Many times, I seek false peace.
Many times, I use silence as a form of retaliation.
Many times, I pretend to be nice to people.
Many times, I suffer from insomnia and sometimes appetite.




There were times I tried to ignore, forgive, forget. I did that well 2 years ago but patients would have its limit. And it will explode. It's just timely matter. Probably I wasn't as naive as before. Sometimes, I didn't understand how did i manage to have such good patient all these years. But today, I am at my 21th, and honestly, patient wasn't an easy task as it was compare to before. 

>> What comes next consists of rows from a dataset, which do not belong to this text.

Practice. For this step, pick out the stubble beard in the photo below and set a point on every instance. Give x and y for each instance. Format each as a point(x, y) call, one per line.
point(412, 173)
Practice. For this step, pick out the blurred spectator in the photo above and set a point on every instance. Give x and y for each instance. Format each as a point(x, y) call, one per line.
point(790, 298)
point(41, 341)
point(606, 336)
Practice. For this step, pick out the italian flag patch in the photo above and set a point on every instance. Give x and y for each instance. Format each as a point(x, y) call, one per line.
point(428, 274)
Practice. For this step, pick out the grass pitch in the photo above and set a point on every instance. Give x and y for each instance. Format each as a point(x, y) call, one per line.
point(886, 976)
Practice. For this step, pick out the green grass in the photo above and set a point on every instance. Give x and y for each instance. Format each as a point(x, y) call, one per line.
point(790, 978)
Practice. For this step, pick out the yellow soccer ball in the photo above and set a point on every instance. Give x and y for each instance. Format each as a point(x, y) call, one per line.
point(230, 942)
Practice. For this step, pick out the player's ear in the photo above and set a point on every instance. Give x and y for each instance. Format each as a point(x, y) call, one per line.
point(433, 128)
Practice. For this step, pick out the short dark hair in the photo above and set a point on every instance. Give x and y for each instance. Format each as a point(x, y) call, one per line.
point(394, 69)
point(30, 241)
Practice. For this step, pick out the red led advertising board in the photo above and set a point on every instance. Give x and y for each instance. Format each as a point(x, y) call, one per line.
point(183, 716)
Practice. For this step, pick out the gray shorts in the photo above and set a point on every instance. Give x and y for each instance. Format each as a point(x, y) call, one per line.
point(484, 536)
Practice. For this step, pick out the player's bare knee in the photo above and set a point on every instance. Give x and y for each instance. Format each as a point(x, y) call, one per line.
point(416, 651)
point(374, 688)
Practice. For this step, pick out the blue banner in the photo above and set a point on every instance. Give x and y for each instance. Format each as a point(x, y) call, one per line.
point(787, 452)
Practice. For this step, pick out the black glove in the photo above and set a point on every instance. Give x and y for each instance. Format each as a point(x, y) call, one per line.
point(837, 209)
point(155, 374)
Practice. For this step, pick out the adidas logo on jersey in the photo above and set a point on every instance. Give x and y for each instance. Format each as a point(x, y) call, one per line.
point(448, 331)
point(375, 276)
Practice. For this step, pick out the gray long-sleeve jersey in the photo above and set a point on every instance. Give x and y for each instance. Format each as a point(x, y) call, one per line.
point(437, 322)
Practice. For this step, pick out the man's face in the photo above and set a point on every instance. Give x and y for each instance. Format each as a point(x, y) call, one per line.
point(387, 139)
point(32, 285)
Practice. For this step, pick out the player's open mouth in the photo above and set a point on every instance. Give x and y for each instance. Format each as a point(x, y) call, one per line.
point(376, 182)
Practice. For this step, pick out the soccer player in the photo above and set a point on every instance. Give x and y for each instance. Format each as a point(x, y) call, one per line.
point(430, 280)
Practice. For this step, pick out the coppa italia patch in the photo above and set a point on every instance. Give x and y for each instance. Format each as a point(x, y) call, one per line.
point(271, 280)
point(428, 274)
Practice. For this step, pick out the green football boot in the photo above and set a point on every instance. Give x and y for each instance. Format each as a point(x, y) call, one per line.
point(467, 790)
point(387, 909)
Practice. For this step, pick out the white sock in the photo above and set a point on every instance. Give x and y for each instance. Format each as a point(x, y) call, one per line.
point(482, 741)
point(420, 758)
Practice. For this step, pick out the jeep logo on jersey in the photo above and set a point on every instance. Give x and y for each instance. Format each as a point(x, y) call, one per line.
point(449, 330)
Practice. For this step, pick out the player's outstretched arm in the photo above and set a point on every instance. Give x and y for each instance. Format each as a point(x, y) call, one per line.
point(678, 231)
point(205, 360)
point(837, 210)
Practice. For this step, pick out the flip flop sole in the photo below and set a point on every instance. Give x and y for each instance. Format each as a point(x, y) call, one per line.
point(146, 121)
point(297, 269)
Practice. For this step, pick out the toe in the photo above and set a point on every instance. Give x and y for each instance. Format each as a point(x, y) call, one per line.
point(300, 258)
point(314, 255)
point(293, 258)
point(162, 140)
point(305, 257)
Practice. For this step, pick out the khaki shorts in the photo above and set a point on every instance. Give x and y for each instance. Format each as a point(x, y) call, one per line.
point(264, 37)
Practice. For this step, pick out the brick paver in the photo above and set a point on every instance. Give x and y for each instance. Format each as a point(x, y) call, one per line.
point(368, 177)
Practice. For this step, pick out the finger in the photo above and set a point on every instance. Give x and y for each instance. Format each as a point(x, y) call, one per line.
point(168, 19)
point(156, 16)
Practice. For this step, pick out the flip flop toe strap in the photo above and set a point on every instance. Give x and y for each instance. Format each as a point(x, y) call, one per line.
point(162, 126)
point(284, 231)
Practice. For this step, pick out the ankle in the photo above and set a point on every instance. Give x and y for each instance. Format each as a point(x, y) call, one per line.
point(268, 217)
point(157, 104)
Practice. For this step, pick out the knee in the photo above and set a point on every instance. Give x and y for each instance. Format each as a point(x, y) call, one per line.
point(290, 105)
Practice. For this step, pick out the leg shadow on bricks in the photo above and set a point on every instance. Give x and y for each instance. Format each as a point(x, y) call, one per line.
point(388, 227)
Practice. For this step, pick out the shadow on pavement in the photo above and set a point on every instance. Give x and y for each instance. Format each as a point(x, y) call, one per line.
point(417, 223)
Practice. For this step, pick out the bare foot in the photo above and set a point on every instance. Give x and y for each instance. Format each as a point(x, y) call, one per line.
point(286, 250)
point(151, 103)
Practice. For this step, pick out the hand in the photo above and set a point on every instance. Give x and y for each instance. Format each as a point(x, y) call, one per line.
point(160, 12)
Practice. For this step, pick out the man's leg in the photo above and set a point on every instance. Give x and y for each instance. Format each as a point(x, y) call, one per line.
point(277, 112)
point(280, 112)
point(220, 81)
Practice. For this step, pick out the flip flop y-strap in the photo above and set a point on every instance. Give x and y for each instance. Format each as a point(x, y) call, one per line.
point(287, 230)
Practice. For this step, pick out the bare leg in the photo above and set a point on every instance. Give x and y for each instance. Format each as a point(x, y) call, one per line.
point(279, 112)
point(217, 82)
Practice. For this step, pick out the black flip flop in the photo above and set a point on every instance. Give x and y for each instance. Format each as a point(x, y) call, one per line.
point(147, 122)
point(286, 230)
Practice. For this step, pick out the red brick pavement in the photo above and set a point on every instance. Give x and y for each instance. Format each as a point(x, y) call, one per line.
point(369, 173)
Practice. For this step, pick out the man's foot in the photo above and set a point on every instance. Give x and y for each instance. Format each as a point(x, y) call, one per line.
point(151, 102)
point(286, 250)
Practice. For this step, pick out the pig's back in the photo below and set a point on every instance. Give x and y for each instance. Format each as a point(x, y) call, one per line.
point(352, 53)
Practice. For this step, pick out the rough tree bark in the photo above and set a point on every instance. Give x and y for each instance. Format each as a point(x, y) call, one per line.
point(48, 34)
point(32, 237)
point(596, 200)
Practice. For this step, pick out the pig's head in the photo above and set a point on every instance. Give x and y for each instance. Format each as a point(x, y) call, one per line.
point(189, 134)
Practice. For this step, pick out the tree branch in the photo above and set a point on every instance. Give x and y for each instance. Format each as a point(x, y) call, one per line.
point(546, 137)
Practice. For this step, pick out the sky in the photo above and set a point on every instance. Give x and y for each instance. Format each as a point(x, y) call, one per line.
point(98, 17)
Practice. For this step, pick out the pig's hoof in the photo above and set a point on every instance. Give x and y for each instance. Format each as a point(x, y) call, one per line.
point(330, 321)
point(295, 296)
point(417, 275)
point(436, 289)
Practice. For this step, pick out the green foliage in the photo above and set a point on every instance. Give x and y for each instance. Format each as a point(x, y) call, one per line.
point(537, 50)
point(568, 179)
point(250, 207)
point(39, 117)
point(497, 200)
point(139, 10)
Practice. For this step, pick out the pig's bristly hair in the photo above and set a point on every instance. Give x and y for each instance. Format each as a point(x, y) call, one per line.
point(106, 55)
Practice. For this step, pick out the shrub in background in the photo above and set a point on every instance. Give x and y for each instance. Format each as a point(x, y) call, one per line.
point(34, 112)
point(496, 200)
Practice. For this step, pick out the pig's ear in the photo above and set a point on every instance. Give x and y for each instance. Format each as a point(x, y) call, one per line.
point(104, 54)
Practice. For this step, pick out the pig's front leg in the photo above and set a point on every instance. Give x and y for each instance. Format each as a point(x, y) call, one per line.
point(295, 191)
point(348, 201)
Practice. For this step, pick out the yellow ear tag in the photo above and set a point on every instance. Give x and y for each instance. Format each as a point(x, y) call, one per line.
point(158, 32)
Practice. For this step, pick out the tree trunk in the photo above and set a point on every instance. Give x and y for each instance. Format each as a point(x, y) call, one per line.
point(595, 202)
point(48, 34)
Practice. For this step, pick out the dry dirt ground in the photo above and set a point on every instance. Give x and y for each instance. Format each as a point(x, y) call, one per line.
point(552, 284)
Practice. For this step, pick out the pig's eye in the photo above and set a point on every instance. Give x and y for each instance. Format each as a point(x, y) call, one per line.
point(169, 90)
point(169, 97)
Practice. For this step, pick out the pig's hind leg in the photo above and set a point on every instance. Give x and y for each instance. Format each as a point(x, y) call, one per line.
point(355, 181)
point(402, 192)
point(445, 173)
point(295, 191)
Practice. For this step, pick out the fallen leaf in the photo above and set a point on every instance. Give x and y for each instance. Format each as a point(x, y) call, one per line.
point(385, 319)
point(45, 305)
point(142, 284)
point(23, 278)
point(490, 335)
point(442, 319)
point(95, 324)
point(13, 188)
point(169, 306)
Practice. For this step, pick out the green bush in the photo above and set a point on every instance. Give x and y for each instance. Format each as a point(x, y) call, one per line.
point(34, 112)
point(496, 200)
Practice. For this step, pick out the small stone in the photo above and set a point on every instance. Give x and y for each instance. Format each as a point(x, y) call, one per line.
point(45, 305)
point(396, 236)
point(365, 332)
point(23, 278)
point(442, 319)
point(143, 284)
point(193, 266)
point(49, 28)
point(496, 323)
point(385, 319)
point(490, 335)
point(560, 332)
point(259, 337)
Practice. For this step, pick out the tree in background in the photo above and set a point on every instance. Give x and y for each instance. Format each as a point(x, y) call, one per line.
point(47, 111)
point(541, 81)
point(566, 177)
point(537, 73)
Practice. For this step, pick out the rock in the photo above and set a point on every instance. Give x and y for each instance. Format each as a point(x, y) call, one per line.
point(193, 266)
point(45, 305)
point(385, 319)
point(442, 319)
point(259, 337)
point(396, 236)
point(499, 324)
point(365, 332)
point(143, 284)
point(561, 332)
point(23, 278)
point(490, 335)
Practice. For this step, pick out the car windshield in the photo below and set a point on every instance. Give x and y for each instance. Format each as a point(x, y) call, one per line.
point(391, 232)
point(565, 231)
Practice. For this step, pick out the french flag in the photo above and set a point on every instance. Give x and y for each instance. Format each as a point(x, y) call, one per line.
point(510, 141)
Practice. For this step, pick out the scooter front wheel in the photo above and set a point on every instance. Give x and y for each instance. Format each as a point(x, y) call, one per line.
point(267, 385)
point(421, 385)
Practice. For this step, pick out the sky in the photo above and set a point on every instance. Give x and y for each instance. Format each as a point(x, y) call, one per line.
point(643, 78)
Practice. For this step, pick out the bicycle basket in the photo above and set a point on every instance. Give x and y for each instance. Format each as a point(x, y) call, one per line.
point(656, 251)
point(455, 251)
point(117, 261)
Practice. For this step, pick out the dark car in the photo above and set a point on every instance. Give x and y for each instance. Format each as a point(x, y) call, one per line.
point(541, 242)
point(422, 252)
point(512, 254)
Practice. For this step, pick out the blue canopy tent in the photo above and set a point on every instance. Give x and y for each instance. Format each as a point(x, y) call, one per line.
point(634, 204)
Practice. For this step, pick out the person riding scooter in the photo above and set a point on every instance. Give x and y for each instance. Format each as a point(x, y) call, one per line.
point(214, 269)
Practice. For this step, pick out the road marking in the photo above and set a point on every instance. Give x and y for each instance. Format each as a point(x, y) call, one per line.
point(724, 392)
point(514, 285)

When I was still young, marriage, love and eternal always occur in my mind. Dreams filled me. Today, I doubt. The thought of marriage frightens me. How many times had i told myself I would be independent but those were just words without actions. I was too emotionally attached. I fall in love easily and accept easily. Many times, i tried telling myself to be emotionless, independent and cool. Don't take things too seriously because in the end you will get hurt and there will be no one to rely on. We are all fragile humankind after-all. How many would treat you sincerely? *laughs*


How well do you protect your love's reputation? How much love would you give your love? How much patients would you give your love? I might not be obvious, but one day, one is gonna get tired. Many times, humans tend to commit suicide. It can be done in many ways. It's just your choice of making it fast or slow.

However, love was hard to find. And I finally understand that's why people wear masks to cover up. But my mirror was easy to look through, how shall i do now to cover back up?